Aku terkadang tidak mengerti dengan perubahan mood Argio yang sangat cepat itu. "Nggak, cuma kaget aja. Aku nggak pernah ngerasain yang kayak gitu."
"Iyalah, kamu kan perawan sebelum sama aku. Mau ngerasain di mana–aduh! Seneng banget mukulin aku kamu tuh, Ras!" Argio mengaduh ketika aku memukul bahunya.
"Bukan gitu!" Aku menghela napas. "Ya maksudku, dari kemarin kan kamu mainnya lembut...nggak kayak tadi. Kalaupun agak cepet dan keras itu cuma kalau udah mau sampe aja, tapi nggak kasar dari awal sampai ngomong aneh."
Argio mengernyit mendengar penjelasanku. "Aneh? Aneh gima–ohalah!" Ia kemudian tertawa dengan keras membuatku gantian mengernyit. Apanya sih yang lucu? "Itu tuh nggak aneh, sayang, itu namanya roleplay. Aku cuma mainin sedikit sub-dominant play gitu, to spice things up, maaf kamu pasti kaget, ya? Habis tadi aku lagi emosi banget jadi kebawa suasana."
Sub-dominant play? What the hell was that?

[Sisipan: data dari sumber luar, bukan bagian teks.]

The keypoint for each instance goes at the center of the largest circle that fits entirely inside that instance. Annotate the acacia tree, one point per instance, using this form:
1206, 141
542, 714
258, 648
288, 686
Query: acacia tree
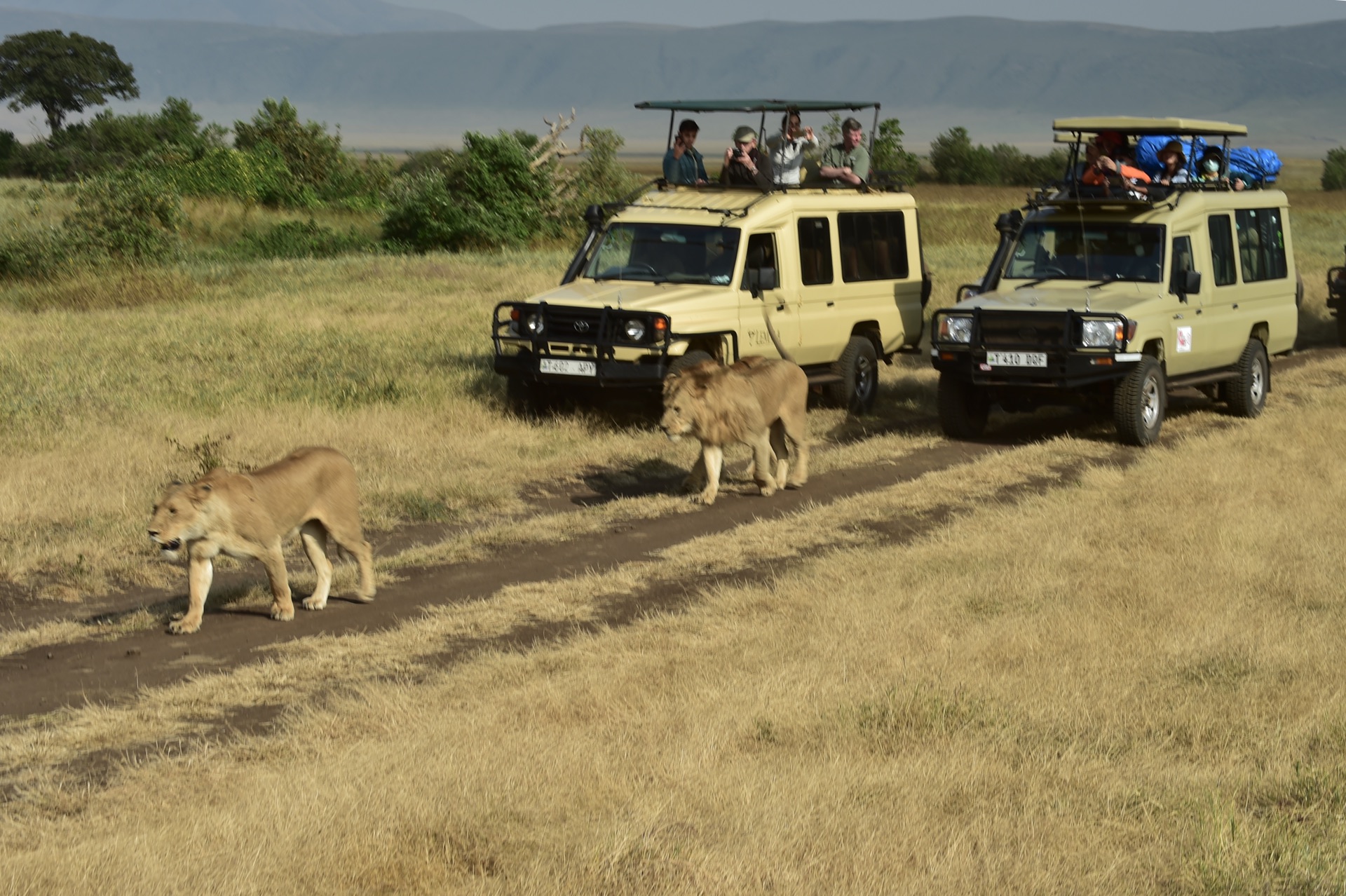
62, 73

Tiba-tiba Argio mendekatkan dirinya kembali padaku dan memelukku sebelum kemudian menjatuhkan ciuman di dahiku. "Maaf ya aku bikin kamu kaget, maaf kalau tadi aku nggak sengaja terlalu kasar. I never meant to hurt you, maaf juga aku emosi berlebihan tadi. Aku mungkin nggak pernah bahas ini sebelumnya karena aku nggak mau dikira belum move on, tapi aku juga nggak bisa ngelak kalau masa laluku sama dia mempengaruhi aku dalam beberapa hal. Salah satunya soal kepercayaan. She cheated on me, once, memang sih kondisinya kami lagi break waktu itu jadi aku juga nggak bisa marah. Tapi dengan kondisi kami yang memang sudah sering on-off, aku tetep ngerasa itu selingkuh. Jadi, ya gitu, aku agaknya jadi sensitif soal perselingkuhan."

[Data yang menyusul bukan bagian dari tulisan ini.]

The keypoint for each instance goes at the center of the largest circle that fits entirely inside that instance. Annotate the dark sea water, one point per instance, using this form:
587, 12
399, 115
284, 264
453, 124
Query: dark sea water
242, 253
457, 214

Aku diam mendengarkan Argio menyelesaikan ceritanya. Ini pertama kalinya Argio mau membahas soal Silvania dan masa lalu mereka di depanku. Aku masih ingat bagaimana marahnya Argio waktu acara resepsi saat tahu aku ingin menggunakan gaun yang harusnya jadi milik Silvania. Semenjak pernikahan mereka batal, seperti ada peraturan tak tertulis di mana soal Silvania menjadi hal terlarang untuk dibicarakan di depan Argio. Jadi, aku terkejut ketika mendengar Argio mulai membahas Silvania lagi saat ini.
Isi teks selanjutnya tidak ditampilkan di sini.